Dizzy para Presidente

Bogotá, 6 de junho de 2025

Uma das primeiras coisas que faço no meu dia é escolher um disco para escutar. E tenho a superstição de que isso definirá o rumo das coisas dali em diante. Ou seja, não é nada fácil. Escolher uma trilha sonora exige repertório, perspicácia e atilamento — são quase virtudes teologais, é verdade. Não sou adepto da ideia de que certas trilhas são incontestáveis, mas acredito piamente que algumas são mais universais que outras. Refiro-me, em especial, ao jazz.

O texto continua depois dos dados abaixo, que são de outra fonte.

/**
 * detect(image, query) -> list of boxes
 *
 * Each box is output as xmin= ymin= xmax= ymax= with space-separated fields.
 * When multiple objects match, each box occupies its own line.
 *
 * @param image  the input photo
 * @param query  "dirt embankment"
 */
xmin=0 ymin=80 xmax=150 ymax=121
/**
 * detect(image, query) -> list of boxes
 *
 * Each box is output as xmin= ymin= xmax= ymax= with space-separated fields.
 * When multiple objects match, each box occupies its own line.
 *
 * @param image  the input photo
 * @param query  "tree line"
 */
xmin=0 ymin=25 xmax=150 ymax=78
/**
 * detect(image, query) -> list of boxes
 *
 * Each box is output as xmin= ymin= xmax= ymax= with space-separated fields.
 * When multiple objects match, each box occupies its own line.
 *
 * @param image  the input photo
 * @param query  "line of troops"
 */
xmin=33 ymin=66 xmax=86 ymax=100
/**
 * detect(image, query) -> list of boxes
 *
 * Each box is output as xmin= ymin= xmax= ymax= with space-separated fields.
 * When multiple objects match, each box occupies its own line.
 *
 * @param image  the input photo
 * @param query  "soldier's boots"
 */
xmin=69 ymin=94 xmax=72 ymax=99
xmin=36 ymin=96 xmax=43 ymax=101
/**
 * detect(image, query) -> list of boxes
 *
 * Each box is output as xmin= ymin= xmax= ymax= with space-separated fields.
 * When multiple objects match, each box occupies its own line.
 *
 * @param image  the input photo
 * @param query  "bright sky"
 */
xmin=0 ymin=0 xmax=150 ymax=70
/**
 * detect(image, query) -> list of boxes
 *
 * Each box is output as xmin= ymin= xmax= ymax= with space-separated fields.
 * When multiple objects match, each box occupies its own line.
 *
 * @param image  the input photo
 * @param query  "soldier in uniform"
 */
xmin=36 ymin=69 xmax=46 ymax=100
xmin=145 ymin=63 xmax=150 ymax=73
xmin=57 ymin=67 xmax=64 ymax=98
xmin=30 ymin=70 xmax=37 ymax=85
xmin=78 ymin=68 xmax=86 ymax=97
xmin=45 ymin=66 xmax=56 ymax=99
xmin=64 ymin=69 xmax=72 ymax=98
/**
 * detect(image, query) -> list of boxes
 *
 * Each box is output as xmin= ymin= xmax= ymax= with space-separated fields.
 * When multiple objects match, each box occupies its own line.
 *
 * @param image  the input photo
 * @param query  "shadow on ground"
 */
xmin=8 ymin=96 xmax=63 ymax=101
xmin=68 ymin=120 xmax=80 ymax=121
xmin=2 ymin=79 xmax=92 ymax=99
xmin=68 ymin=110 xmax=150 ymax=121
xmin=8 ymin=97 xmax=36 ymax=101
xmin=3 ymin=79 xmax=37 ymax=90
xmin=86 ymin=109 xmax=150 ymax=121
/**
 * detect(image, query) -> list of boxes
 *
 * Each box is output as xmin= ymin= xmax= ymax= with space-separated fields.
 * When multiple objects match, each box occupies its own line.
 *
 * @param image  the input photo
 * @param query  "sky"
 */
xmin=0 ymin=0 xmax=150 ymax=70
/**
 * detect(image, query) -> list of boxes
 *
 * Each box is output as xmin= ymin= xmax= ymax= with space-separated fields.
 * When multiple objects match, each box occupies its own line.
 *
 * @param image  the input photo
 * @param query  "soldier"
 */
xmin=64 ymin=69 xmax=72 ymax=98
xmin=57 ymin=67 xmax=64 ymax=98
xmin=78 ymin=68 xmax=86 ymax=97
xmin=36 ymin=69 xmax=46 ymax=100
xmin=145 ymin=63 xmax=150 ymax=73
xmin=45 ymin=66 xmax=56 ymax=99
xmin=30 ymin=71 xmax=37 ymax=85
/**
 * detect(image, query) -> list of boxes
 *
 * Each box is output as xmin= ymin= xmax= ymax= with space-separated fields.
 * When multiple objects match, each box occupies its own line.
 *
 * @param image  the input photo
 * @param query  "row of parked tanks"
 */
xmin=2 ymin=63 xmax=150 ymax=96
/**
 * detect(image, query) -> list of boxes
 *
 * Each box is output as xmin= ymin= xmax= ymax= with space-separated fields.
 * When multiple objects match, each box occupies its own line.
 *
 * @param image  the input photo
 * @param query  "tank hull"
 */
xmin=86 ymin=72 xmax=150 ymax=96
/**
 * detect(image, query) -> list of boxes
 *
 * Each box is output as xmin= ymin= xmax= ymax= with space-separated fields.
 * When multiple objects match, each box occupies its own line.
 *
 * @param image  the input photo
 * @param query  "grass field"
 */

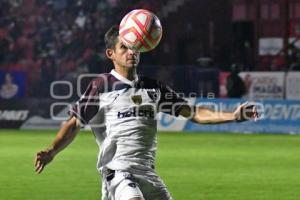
xmin=0 ymin=129 xmax=300 ymax=200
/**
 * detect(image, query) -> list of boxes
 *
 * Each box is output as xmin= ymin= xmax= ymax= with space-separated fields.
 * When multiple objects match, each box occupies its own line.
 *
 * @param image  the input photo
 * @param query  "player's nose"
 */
xmin=127 ymin=48 xmax=138 ymax=55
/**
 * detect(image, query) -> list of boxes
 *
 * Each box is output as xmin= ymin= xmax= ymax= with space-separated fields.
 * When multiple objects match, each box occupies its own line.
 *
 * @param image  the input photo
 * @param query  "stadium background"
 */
xmin=1 ymin=0 xmax=300 ymax=199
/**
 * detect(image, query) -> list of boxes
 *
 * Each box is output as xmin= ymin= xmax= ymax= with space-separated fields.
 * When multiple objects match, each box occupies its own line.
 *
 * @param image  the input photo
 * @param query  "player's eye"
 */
xmin=120 ymin=44 xmax=127 ymax=49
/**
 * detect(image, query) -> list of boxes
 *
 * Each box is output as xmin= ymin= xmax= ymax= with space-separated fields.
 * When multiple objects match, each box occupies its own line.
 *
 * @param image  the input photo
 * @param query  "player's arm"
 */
xmin=179 ymin=102 xmax=257 ymax=124
xmin=34 ymin=116 xmax=81 ymax=174
xmin=157 ymin=82 xmax=257 ymax=123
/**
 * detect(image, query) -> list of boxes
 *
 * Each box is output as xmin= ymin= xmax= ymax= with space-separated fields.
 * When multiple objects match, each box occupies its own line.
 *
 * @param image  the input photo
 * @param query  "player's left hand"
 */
xmin=34 ymin=149 xmax=54 ymax=174
xmin=234 ymin=102 xmax=259 ymax=122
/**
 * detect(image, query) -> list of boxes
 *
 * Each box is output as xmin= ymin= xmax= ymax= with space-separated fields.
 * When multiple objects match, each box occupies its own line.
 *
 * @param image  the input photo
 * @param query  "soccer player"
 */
xmin=35 ymin=25 xmax=258 ymax=200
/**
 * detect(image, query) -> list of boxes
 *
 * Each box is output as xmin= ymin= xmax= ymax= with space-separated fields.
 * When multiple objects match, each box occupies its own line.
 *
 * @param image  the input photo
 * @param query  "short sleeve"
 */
xmin=158 ymin=83 xmax=188 ymax=116
xmin=69 ymin=80 xmax=100 ymax=124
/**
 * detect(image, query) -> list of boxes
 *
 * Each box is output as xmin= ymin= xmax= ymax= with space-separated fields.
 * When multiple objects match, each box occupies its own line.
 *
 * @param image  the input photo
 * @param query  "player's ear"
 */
xmin=105 ymin=49 xmax=114 ymax=60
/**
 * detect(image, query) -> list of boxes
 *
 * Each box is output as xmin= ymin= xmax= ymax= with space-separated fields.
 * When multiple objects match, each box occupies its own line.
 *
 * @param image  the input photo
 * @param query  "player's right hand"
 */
xmin=34 ymin=149 xmax=54 ymax=174
xmin=234 ymin=102 xmax=259 ymax=122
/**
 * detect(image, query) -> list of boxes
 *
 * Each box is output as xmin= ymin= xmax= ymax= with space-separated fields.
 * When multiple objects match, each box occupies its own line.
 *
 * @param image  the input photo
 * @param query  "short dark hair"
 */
xmin=104 ymin=25 xmax=119 ymax=49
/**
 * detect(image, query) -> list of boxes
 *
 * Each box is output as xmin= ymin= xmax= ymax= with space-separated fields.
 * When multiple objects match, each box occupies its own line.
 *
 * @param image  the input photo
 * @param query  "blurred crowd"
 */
xmin=0 ymin=0 xmax=162 ymax=97
xmin=1 ymin=0 xmax=299 ymax=99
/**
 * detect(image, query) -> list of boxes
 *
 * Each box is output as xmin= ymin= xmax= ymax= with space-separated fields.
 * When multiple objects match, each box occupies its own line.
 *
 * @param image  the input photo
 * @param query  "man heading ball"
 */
xmin=35 ymin=25 xmax=258 ymax=200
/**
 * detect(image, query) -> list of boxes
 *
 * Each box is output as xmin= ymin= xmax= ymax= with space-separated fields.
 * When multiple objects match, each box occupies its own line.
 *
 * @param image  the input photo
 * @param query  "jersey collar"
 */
xmin=110 ymin=69 xmax=138 ymax=87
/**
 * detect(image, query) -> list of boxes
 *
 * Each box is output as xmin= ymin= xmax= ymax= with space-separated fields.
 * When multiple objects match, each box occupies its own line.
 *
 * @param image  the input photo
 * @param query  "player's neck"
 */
xmin=114 ymin=67 xmax=137 ymax=81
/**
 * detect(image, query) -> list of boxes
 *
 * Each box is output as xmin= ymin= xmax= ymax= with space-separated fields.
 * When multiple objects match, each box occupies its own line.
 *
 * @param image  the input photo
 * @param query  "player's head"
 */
xmin=104 ymin=25 xmax=140 ymax=70
xmin=104 ymin=25 xmax=119 ymax=50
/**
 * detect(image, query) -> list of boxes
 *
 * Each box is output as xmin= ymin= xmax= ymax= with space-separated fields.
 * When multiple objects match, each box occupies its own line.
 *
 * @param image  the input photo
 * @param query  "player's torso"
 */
xmin=99 ymin=86 xmax=159 ymax=140
xmin=92 ymin=75 xmax=161 ymax=170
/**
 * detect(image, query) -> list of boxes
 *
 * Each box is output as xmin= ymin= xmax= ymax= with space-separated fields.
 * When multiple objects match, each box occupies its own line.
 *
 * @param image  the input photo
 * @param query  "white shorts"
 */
xmin=102 ymin=170 xmax=172 ymax=200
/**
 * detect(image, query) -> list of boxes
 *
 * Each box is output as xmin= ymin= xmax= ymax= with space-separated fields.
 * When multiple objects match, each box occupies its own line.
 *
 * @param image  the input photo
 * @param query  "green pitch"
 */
xmin=0 ymin=129 xmax=300 ymax=200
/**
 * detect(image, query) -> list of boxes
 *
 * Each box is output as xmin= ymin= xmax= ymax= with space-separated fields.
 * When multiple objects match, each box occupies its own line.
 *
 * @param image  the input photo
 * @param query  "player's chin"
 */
xmin=126 ymin=61 xmax=139 ymax=68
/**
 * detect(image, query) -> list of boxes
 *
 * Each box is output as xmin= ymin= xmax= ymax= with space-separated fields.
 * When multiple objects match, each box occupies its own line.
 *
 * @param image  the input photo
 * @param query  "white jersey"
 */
xmin=70 ymin=69 xmax=187 ymax=175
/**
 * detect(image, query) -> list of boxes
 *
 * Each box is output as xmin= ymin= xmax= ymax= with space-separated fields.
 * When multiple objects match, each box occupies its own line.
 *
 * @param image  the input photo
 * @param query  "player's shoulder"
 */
xmin=138 ymin=75 xmax=178 ymax=94
xmin=90 ymin=73 xmax=129 ymax=93
xmin=90 ymin=73 xmax=117 ymax=85
xmin=138 ymin=75 xmax=163 ymax=89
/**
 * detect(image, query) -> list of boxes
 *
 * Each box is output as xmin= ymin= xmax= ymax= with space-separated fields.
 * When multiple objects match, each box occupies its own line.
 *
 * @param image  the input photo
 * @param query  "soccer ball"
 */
xmin=119 ymin=9 xmax=163 ymax=53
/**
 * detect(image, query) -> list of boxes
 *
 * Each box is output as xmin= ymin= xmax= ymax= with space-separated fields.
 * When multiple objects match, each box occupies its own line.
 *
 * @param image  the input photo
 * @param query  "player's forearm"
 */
xmin=47 ymin=117 xmax=81 ymax=157
xmin=192 ymin=107 xmax=236 ymax=124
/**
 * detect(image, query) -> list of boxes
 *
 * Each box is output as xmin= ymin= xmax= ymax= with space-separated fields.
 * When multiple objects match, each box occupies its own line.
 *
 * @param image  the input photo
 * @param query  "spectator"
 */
xmin=289 ymin=44 xmax=300 ymax=71
xmin=226 ymin=64 xmax=246 ymax=98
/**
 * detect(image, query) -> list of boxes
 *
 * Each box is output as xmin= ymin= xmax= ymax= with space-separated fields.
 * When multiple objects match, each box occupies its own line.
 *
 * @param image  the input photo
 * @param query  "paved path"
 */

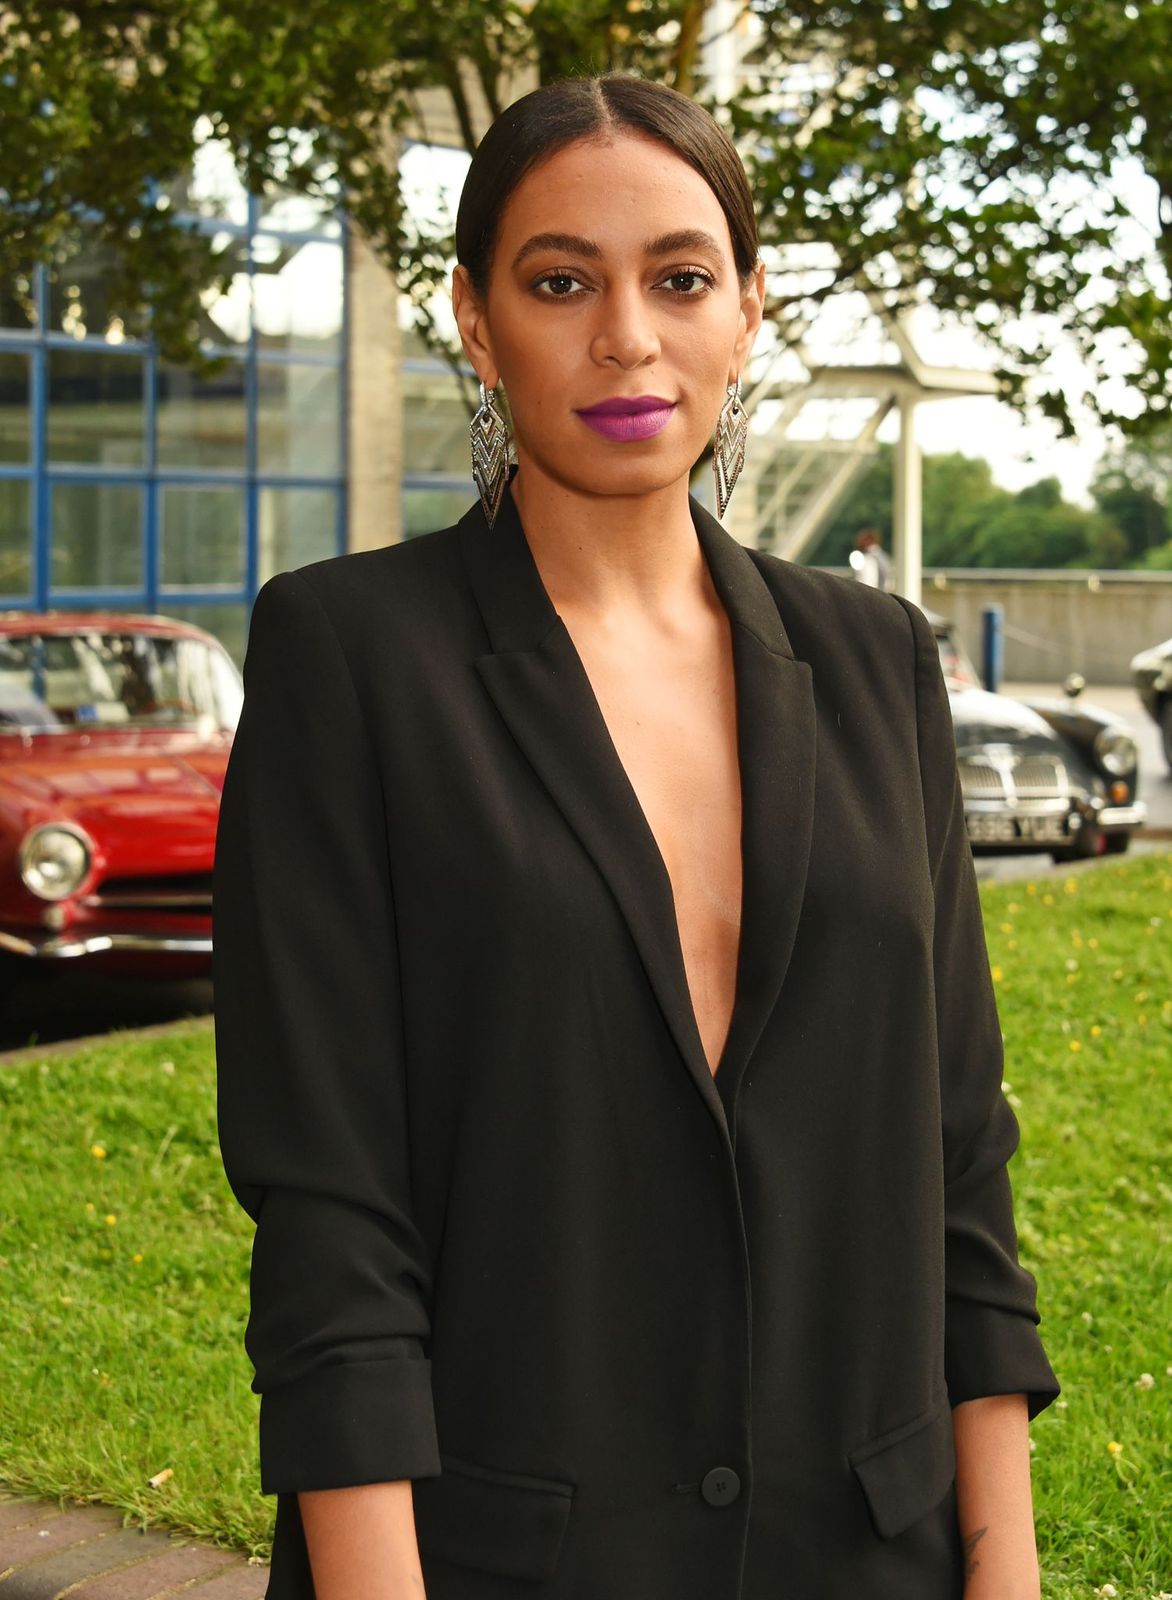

Mas o que é o jazz? Segundo os historiadores, o jazz foi criado na terra do Tio Sam, mais exatamente no sul dos Estados Unidos, em New Orleans, e seria tributário da cultura afro-americana e dos cantos entoados nos campos de algodão durante a escravidão. Mais do que um gênero musical, o jazz se tornou, ao longo da história, uma maneira de tocar — e pode ser ouvido nas mais diversas culturas. Em terras tupiniquins, temos um bom exemplo na fusão entre jazz e samba nos discos de Raul de Souza (trombonista de primeira). Da mesma forma, encontramos o jazz fundido com a música israelense nos discos de Avishai Cohen ou misturado à música caribenha nas mãos do pianista Michel Camilo. O jazz é camaleônico.

Mas que maneira de tocar é essa? O jazz tem como fundamento a liberdade e a criatividade, ambas traduzidas em improvisação. Esse é o ponto central. Tecnicamente, parte-se de uma melodia principal (chamada de tema), que inicialmente é tocada por todos os músicos para, em seguida, cada um apresentar um solo criado ali, na hora, no calor do momento. Grande parte da história do jazz foi assim. A partir do bebop, porém, a coisa começou a complicar. Liberdade e criatividade — o que mais pode querer o ser humano? O jazz é democrático, eis uma de suas maiores virtudes.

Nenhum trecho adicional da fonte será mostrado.